ただ全体としてはスピーディな歌舞伎作品ではないやうです。ラモーナさんは、『『恐怖時代』を観た観客は、もう少し前半の長い会話劇に、面白味を加える工夫が出来たのではないかと感じるだろう。・・・このように考え始めた観客は、突然気付くはずである。自分たちもまた・・・「面白いもの」を求めている。それは・・・互いを殺し合うことである。つまり・・・この作品は、決して狂気に駆られて殺し合いを求める采女正を責めているわけではない。登場人物たちの殺し合いを「面白い」と思ってしまう観客のことを指しているのである。・・・観客は、本当に恐ろしいものは自分の心の中に潜んでいたと気付く。・・・それが武智歌舞伎の素晴らしさであり、谷崎戯曲に宿る演劇的可能性だと思う』と批評しておられます。
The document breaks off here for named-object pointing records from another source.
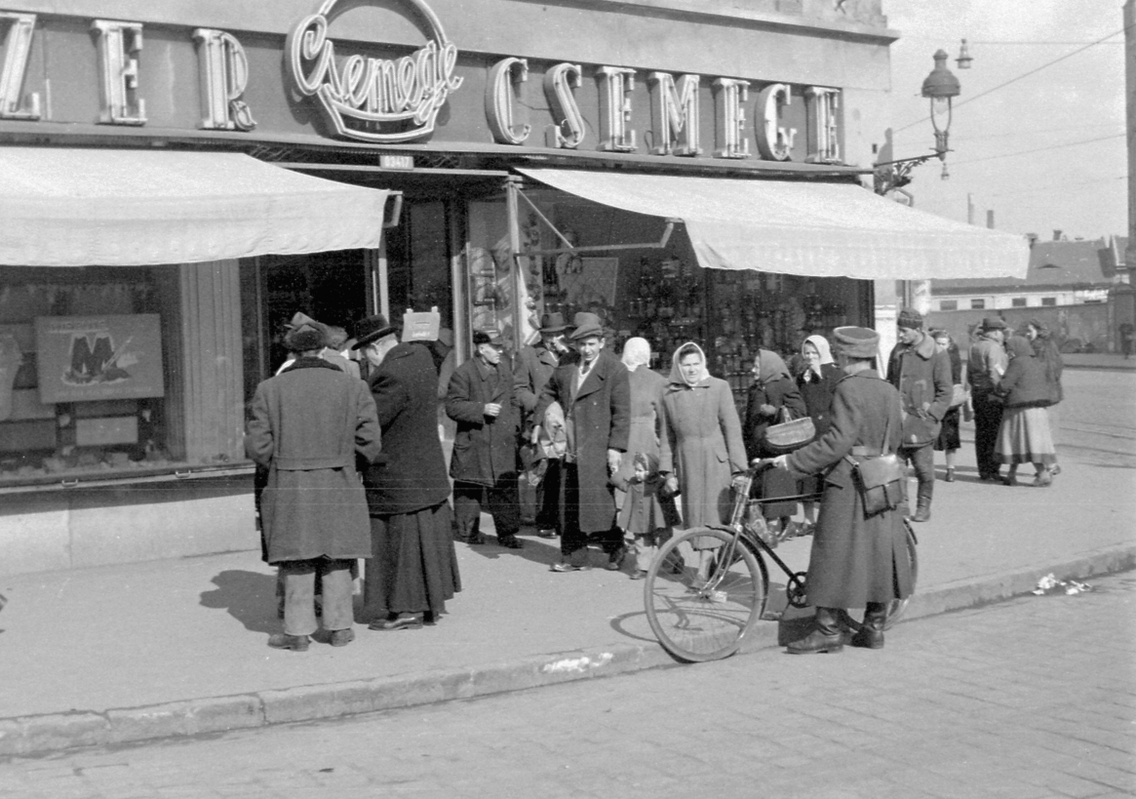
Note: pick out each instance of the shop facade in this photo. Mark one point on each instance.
(192, 174)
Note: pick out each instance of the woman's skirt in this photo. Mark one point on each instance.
(949, 433)
(414, 566)
(1025, 438)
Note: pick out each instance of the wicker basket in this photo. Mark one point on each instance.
(790, 435)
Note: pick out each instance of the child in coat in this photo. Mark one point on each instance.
(648, 515)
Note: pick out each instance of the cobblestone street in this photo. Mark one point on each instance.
(1029, 698)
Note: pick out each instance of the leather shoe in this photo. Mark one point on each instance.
(817, 642)
(341, 638)
(403, 621)
(297, 643)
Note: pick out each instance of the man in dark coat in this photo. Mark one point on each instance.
(921, 372)
(534, 366)
(414, 567)
(308, 426)
(855, 562)
(484, 462)
(985, 366)
(595, 397)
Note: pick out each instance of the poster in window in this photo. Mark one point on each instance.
(83, 358)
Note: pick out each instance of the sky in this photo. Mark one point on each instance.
(1045, 152)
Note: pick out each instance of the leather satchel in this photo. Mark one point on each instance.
(878, 479)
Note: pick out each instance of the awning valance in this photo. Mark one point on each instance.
(80, 207)
(821, 230)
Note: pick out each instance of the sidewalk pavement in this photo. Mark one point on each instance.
(175, 648)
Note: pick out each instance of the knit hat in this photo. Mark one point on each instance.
(857, 342)
(910, 318)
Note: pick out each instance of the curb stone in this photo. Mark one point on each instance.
(39, 734)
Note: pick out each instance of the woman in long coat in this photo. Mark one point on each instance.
(648, 431)
(704, 439)
(855, 562)
(773, 389)
(414, 566)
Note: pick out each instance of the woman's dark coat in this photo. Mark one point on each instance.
(308, 425)
(855, 560)
(600, 419)
(404, 386)
(484, 447)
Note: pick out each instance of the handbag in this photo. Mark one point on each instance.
(790, 434)
(878, 480)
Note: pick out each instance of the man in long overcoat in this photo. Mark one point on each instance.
(921, 372)
(308, 425)
(533, 368)
(412, 567)
(484, 462)
(595, 396)
(855, 562)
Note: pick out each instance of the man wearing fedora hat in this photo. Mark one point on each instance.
(535, 365)
(414, 566)
(986, 365)
(484, 460)
(595, 396)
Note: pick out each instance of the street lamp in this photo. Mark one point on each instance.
(941, 86)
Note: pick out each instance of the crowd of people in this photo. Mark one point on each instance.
(617, 456)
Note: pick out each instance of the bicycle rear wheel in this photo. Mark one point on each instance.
(704, 616)
(896, 607)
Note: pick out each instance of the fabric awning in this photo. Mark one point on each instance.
(821, 230)
(80, 207)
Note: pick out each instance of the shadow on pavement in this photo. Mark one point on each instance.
(249, 597)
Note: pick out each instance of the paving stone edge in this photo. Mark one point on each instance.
(39, 734)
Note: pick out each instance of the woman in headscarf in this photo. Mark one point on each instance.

谷崎先生が、最初からネタバレ的な『恐怖時代』といふタイトルを付けていることから、この作品の主題は表面的な殺し合いにはないでしょうね。ほんとうは何が一番恐いのかといふ主題が、殺し合い表現の奥にこめられているはずです。ラモーナさんの読解は、それに対する一つの的確な答えだと思いますですぅ。